Figure 3

Vpx relieves SAMHD1-mediated restriction of MLV RT but does not allow for productive infection of non-dividing cells. (A) MDM were preincubated with Vpx-containing (+Vpx) or control VLP (−Vpx). The cells were then incubated with control supernatant (mock) or infected with VSV-G pseudotyped HIV-GFP, N-tropic MLV-GFP (N-MLV), or B-tropic MLV (B-MLV) at a MOI = 1 or (B) with increasing amounts of NB-tropic MLV-GFP (NB-MLV). (C) THP-1 cells that express shSAMHD1 (shSAMHD1) or control shRNA (shControl) were differentiated with PMA, preincubated with VLP and then infected with HIV-GFP or MLV-GFP at MOI = 1. (D) MDM were incubated with Vpx-containing (+Vpx) or control VLP (−Vpx).
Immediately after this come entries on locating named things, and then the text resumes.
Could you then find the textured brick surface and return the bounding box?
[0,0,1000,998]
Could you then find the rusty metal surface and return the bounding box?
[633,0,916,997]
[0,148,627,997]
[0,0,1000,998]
After 2 h, the cells were infected with control supernatant (mock) or with NB-tropic MLV reporter virus. Cellular DNA was isolated 24 and 48 h postinfection and used as a template in qPCR to amplify late reverse transcriptase products and 2-LTR circles. AZT was added to one well treated with Vpx-containing VLP prior to infection to control for contaminating plasmid. The data are presented as the average of triplicates with error bars indicating the standard deviation. Reporter gene expression in the infected cells was analyzed three days postinfection by flow cytometry. Similar results were obtained in three independent experiments with different donors.